Good game anyway, Brandon. Why couldn’t you do this more when a successful season was still a possibility?
|Jonas Jerebko, PF Shot Chart 18 MIN | 4-7 FG | 2-4 FT | 7 REB | 1 AST | 1 STL | 0 BLK | 2 TO | 10 PTS | +4Jerebko did all we could reasonably expect of him and more.|
|Charlie Villanueva, PF Shot Chart 8 MIN | 1-2 FG | 0-0 FT | 2 REB | 0 AST | 0 STL | 0 BLK | 0 TO | 2 PTS | +8Villanueva played? Are we sure the Pistons aren’t tanking? Anyway, his production was about what it should be for 8 minutes.|
|Luigi Datome, SF 14 MIN | 0-3 FG | 0-0 FT | 2 REB | 1 AST | 0 STL | 0 BLK | 0 TO | 0 PTS | +18Datome couldn’t hit a shot (his only reason for being one the team), but somehow, his defense was a part of the Pistons storming back. Not that they ever put the game in doubt, but at least they made the final score respectable.|
|Will Bynum, PG Shot Chart 21 MIN | 6-14 FG | 3-3 FT | 3 REB | 3 AST | 1 STL | 0 BLK | 2 TO | 17 PTS | +12Bynum was awesome. And he was really fun to watch. And that wasn’t diminished by any concern by the possibility that he may cost the Pistons a loss thanks to the early performance by the starters.
Somehow, Detroit’s PGs (in 53 minutes, so there were 5 minutes of SG there) combined in this game for 34, 8, and 8 with 2 steals to 3 turnovers and rock solid shooting.
|Kentavious Caldwell-Pope, SG Shot Chart 20 MIN | 2-5 FG | 3-3 FT | 4 REB | 1 AST | 3 STL | 0 BLK | 2 TO | 7 PTS | +13KCP had his first good game in a while. Nothing especially noteworthy, though.|
|Rodney Stuckey, SG Shot Chart 16 MIN | 1-4 FG | 0-0 FT | 1 REB | 0 AST | 0 STL | 0 BLK | 0 TO | 2 PTS | -15Stuckey really helped Detroit lose this one.|
Some would give him credit for the Pistons’ comeback. I do too, but I also give him credit for the early going that made that ultimately futile.
The Pistons lost by a reasonable margin to a better team. The rotations and plays looked decent, but not exactly brilliant.
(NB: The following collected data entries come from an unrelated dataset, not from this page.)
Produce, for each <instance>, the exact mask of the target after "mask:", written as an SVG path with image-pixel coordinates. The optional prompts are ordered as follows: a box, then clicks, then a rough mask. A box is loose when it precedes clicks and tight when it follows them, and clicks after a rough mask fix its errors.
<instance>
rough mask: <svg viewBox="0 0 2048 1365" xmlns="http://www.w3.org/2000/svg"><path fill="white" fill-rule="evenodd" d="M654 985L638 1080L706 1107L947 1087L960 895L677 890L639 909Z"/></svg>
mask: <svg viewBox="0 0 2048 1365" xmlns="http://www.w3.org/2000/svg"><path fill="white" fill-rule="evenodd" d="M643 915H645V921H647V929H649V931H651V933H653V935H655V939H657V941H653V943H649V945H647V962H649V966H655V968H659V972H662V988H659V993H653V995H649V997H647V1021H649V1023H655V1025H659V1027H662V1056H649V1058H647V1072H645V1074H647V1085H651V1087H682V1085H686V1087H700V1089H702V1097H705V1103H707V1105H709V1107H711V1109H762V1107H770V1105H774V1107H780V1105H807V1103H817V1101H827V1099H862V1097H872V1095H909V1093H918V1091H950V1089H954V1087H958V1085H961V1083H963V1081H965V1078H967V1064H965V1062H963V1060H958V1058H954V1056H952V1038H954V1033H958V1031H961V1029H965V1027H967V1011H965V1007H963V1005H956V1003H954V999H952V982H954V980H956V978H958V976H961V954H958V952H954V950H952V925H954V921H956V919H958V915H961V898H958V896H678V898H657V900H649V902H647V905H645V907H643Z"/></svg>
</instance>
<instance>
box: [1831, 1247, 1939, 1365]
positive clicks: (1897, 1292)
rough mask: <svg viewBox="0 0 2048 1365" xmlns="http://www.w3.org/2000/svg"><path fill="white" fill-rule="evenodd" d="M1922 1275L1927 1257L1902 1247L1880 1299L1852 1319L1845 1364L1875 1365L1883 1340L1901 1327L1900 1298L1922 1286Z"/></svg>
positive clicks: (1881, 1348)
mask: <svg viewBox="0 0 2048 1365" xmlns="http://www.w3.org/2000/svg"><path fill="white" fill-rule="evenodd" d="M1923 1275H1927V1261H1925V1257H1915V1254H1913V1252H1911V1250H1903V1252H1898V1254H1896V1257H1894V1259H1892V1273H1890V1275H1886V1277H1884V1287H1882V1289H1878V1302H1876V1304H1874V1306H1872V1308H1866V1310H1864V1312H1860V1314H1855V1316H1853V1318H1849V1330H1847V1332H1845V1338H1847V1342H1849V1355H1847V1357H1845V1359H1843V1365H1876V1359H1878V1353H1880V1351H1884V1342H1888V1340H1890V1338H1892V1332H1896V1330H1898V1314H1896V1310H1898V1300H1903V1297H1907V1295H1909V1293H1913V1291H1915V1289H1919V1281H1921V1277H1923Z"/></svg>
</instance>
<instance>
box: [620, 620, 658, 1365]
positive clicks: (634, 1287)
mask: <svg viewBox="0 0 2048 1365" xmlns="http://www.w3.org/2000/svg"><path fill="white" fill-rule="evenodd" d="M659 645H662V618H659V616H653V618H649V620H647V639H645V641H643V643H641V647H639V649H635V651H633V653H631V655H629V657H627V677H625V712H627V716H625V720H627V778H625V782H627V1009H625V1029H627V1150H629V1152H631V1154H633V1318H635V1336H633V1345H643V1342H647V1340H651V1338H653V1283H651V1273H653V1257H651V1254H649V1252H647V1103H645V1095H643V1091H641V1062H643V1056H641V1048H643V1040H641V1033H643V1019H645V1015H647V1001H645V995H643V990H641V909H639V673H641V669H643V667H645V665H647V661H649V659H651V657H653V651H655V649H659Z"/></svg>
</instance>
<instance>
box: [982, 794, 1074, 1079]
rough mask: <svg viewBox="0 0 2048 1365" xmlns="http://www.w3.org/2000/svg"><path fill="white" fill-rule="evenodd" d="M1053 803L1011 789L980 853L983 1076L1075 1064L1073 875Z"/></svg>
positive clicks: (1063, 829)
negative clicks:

Loyer coached a mediocre game.
Two Things We Saw
- Man, that was fast. For the first while, I had to check my browser settings because it looked like the video feed may have been playing at a slightly increased rate. But no, the Pistons and Wolves were just running hard on every early possession. That style of play favors the Wolves.
- Minnesota rapidly jumped out to a huge lead early, taking a 20 point edge in the first quarter. That’s really hard to do. They continued to dominate for most of the game, getting a 31 point lead just before the end of the third.The fourth quarter was all Pistons as the Detroit bench hammered the Wolves’ reserves. If I believed in the sports version of “momentum”, I would have thought the Pistons had a legitimate shot when Bynum brought them within 11 with 2:44 remaining.
But in spite of the domination required to close the gap that much, overcoming a double-digit deficit in under 3 minutes is awfully implausible.